Three of Hollywood's biggest industry guilds have submitted an amicus brief in support of the Kirby estate in the case of Lisa Kirby V. Marvel Characters. The brief urges the Supreme Court to hear the case, as the guilds believe the outcome will have major implications for the film industry.

Similar to the brief filed by intellectual property lawyer Bruce Lehman, the new brief contends that the "instance and expense" test used to assess whether a work was created as work-for-hire was wrongly applied in the case of Jack Kirby's work for Marvel in the late 1950s and early 1960s.

Kirby worked for Marvel as a freelancer, but a court recently ruled that copyright of the work resides permanently with Marvel because Marvel commissioned and paid for the work. The work was produced at Marvel's instance and expense.

Both the Lehman brief and the guilds' brief contends that such a test is only meant to apply to work performed within a traditional employment relationship, not to work created in a commission-based relationship. As such, the Kirby estate ought to be able to reclaim copyright over Jack Kirby's creations -- including the Avengers, the X-Men, and the Fantastic Four.
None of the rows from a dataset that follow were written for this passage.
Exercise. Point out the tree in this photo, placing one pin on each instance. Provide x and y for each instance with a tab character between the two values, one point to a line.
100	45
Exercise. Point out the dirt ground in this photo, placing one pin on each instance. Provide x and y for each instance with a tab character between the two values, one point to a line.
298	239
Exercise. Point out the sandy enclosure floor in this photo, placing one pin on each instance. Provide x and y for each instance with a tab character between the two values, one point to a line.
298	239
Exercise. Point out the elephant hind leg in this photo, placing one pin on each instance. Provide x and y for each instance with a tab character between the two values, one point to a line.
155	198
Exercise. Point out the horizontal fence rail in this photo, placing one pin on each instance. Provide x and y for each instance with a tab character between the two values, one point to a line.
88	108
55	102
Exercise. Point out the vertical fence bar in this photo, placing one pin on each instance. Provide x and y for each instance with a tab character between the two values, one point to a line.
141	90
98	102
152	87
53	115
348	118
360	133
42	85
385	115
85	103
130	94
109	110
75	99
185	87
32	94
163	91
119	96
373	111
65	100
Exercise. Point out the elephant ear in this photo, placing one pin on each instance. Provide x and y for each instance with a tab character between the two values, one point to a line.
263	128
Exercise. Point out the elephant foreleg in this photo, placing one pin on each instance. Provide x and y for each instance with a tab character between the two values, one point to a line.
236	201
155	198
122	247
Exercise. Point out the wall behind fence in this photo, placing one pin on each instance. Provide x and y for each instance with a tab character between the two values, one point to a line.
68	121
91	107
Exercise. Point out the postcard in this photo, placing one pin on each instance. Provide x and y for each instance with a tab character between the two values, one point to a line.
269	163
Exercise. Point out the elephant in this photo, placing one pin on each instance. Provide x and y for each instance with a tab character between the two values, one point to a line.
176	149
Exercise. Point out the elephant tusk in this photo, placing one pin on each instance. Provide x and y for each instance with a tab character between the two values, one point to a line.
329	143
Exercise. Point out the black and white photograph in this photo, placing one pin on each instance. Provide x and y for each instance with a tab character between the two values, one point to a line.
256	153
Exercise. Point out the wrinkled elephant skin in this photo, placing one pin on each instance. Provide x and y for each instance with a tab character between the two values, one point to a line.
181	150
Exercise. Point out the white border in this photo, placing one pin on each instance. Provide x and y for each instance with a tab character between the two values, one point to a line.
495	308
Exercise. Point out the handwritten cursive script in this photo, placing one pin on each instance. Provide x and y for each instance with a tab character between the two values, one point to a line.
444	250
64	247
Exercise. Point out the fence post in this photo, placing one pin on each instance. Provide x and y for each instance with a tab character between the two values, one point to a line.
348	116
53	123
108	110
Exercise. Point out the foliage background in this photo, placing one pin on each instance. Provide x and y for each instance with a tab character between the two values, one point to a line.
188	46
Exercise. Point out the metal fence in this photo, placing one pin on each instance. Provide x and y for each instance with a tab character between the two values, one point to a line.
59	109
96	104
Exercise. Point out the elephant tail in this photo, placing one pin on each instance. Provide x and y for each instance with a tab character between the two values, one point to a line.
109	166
The three signatories to the brief are SAG-AFTRA (Screen Actor's Guild of America-American Federation of Television and Radio Artists), the DGA (Director's Guild of America), and the WGA West (Writer's Guild of America West). The guilds represent the interests of creative artists in film, television, and new media, and in this instance they contend that the rights of their members are infringed by the "impossible hurdle" of applying the intent and means test to commissioned work.

The Copyright Act of 1976 extended the terms of copyright, but included a provision that allowed authors to reclaim the rights to their work during the extended term. It's Kirby's right to exercise that claim that is at issue in this specific case, but if the Kirby estate is successful in its petition, the implications for creative artists across all commission-based industries could be enormous.